Apart from my responsibilities in the ECW group, I remain responsible for the coordination of the FOM experiments under TEC.
May 2002-April 2007: Group leader of the ECW physics group.
During this period a major milestone was reached in the operation of the FOM-ECRH system at TEXTOR by the completion of the acceptance test of the new 140 GHz gyrotron (10 s, 800 kW on a stone load). Since then the 140 GHz gyrotron has been used for a variety of experiments, while the old 110 GHz remains operational only as the high power source for the Collective Thomson Scattering experiments in collaboration with the Risø CTS-team. I obtained the funding for a three year Dutch-Russian collaboration which apart from the ECW physics and technology groups at FOM-Rijnhuizen, involves scientists from the Institute of Applied Physics (RAS) in Nizhny Novgorod, Nizhny Novgorod University, and the Kurchatov Institute in Moscow. This project involves the physics of wave propagation, heating and current drive. As one of the results of this project a joint experiment on parametrically induced transparency is being planned involving the Nizhny Novgorod groups, the Risø CTS-team, and scientist from the Institute for Plasma Physics in Milano.
Currently the main focus of the ECW group is the control of MHD instabilities and plasma performance by localized heating and current drive. For this purpose a novel feedback control system is under development with at its heart an electron cyclotron emission diagnostic viewing along the same line of sight as the high power ECRH wave beam.
During this period I have supervised the work of three PostDocs and a PhD student.


April 2007-2009: As of the 1st of April 2007 the ECW group (largely based in Jülich) has been merged with the ECW technology group (based at the Institute in Nieuwegein) under the new leadership of Dr.

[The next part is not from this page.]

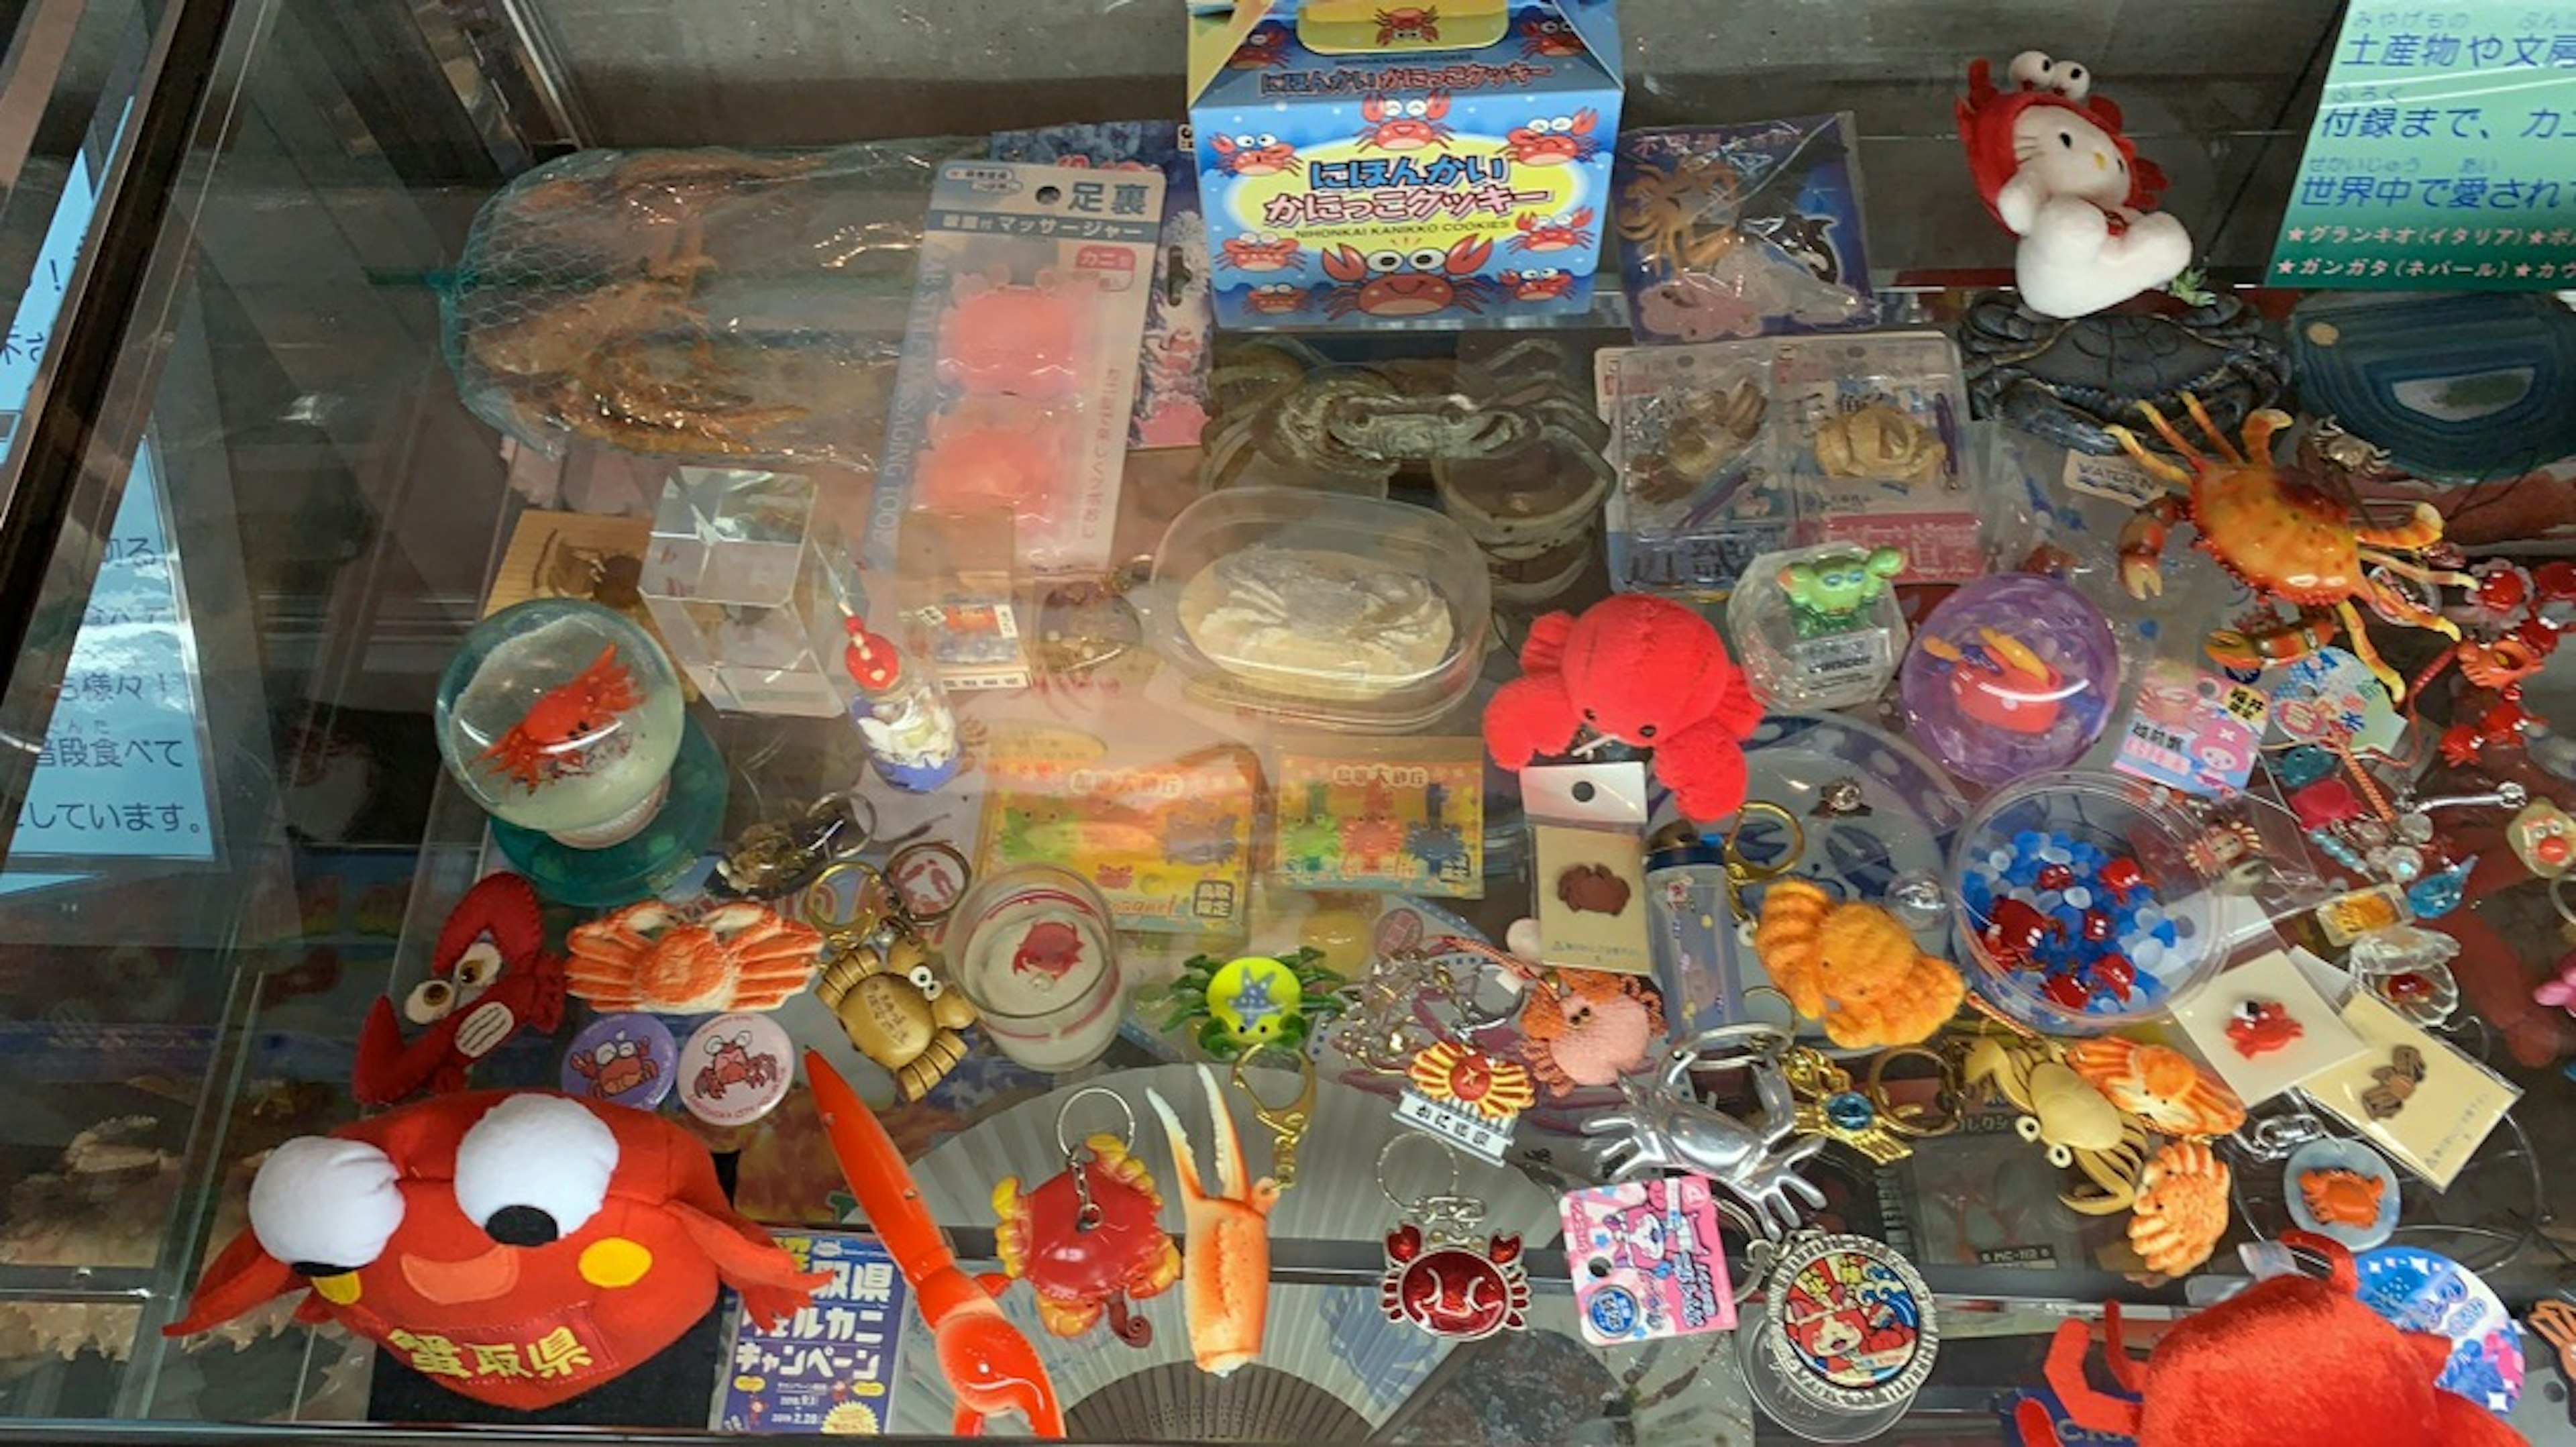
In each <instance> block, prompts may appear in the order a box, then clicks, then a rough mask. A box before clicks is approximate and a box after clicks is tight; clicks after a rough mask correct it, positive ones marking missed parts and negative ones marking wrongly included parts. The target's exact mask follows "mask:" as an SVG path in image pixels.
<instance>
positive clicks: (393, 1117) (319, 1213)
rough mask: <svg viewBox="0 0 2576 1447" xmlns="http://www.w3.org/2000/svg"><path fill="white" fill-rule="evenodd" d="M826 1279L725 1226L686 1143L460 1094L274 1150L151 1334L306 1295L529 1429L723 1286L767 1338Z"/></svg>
mask: <svg viewBox="0 0 2576 1447" xmlns="http://www.w3.org/2000/svg"><path fill="white" fill-rule="evenodd" d="M824 1280H827V1277H822V1274H806V1272H799V1269H796V1259H793V1256H788V1254H786V1251H783V1249H781V1246H778V1244H775V1241H773V1238H770V1233H768V1231H762V1228H757V1226H752V1223H750V1220H744V1218H739V1215H734V1208H732V1205H729V1202H726V1200H724V1190H721V1187H719V1184H716V1164H714V1161H711V1159H708V1156H706V1146H701V1143H698V1141H696V1138H693V1135H690V1133H688V1130H683V1128H680V1125H675V1123H670V1120H665V1117H659V1115H649V1112H641V1110H629V1107H623V1105H605V1102H587V1099H574V1097H569V1094H554V1092H471V1094H443V1097H435V1099H425V1102H420V1105H407V1107H402V1110H392V1112H386V1115H376V1117H368V1120H361V1123H355V1125H343V1128H340V1130H335V1133H330V1135H299V1138H294V1141H286V1143H283V1146H278V1148H276V1151H273V1153H270V1156H268V1164H263V1166H260V1174H258V1177H255V1179H252V1182H250V1228H247V1231H242V1233H240V1236H234V1238H232V1244H229V1246H224V1251H222V1254H219V1256H216V1259H214V1264H211V1267H206V1274H204V1280H198V1285H196V1298H193V1300H191V1303H188V1316H183V1318H180V1321H175V1323H170V1326H165V1329H162V1334H165V1336H188V1334H193V1331H206V1329H211V1326H219V1323H224V1321H232V1318H234V1316H242V1313H245V1311H250V1308H255V1305H260V1303H263V1300H268V1298H273V1295H283V1293H291V1290H307V1293H309V1295H307V1298H304V1305H299V1308H296V1318H299V1321H307V1323H319V1321H337V1323H340V1326H348V1329H350V1331H355V1334H358V1336H366V1339H368V1341H376V1344H379V1347H384V1352H386V1354H392V1357H394V1359H397V1362H404V1365H410V1367H412V1370H415V1372H420V1375H425V1377H433V1380H438V1383H440V1385H443V1388H448V1390H453V1393H459V1396H469V1398H474V1401H482V1403H492V1406H502V1408H513V1411H536V1408H544V1406H554V1403H559V1401H569V1398H577V1396H582V1393H587V1390H590V1388H598V1385H603V1383H608V1380H613V1377H618V1375H623V1372H626V1370H629V1367H636V1365H641V1362H649V1359H652V1357H654V1354H657V1352H662V1349H665V1347H670V1344H672V1341H677V1339H680V1334H685V1331H688V1329H690V1326H693V1323H696V1321H698V1318H701V1316H706V1313H708V1308H714V1305H716V1287H719V1285H729V1287H734V1290H737V1293H742V1305H744V1311H750V1313H752V1318H757V1321H760V1323H775V1321H781V1318H786V1316H788V1313H791V1311H796V1308H799V1305H804V1303H806V1300H811V1293H814V1287H817V1285H822V1282H824Z"/></svg>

M. De Baar.
Within the newly formed Tokamak Physics group I remain responsible for the theoretical research programme on ECRH and its applications and for the experimental research programme on ECRH on the TEXTOR tokamak in Jülich.

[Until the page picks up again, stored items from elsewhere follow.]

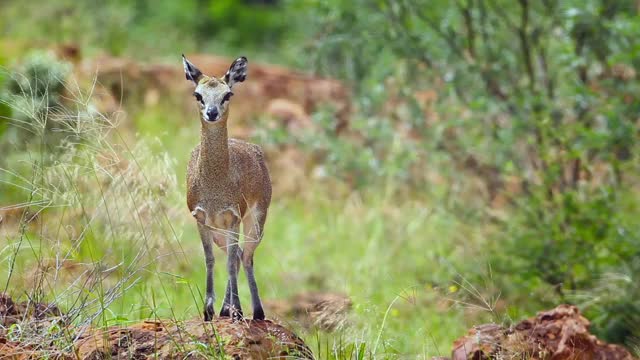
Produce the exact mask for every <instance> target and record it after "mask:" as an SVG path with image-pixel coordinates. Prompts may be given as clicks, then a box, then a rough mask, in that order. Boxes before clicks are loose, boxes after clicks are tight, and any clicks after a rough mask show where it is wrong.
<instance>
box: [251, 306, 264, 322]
mask: <svg viewBox="0 0 640 360" xmlns="http://www.w3.org/2000/svg"><path fill="white" fill-rule="evenodd" d="M253 320H264V310H262V308H257V309H255V310H254V311H253Z"/></svg>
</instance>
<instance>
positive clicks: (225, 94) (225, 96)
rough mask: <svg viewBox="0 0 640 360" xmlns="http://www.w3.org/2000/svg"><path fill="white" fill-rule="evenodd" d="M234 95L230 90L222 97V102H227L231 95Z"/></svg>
mask: <svg viewBox="0 0 640 360" xmlns="http://www.w3.org/2000/svg"><path fill="white" fill-rule="evenodd" d="M232 96H233V93H232V92H228V93H226V94H225V95H224V97H223V98H222V103H223V104H224V103H225V102H227V101H229V99H231V97H232Z"/></svg>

From 2010: Group leader for Computational Plasma Physics - High Temperature.
The mission of the CPP-HT Group is
- to develop the theory of burning plasma in the core of a fusion reactor including the effects of fast particles, MHD stability, and the heating and current drive applied for its start-up and control,
- to develop the tools for the integrated modelling of the burning plasma core and its control, and to collaborate with the Computational Plasma Physics - LT (CPP-LT) Group on the grand challenge of integrated tokamak modelling
- to provide theoretical and modelling support to the Tokamak Physics and Plasma Diagnostics Groups in the Fusion Physics Department.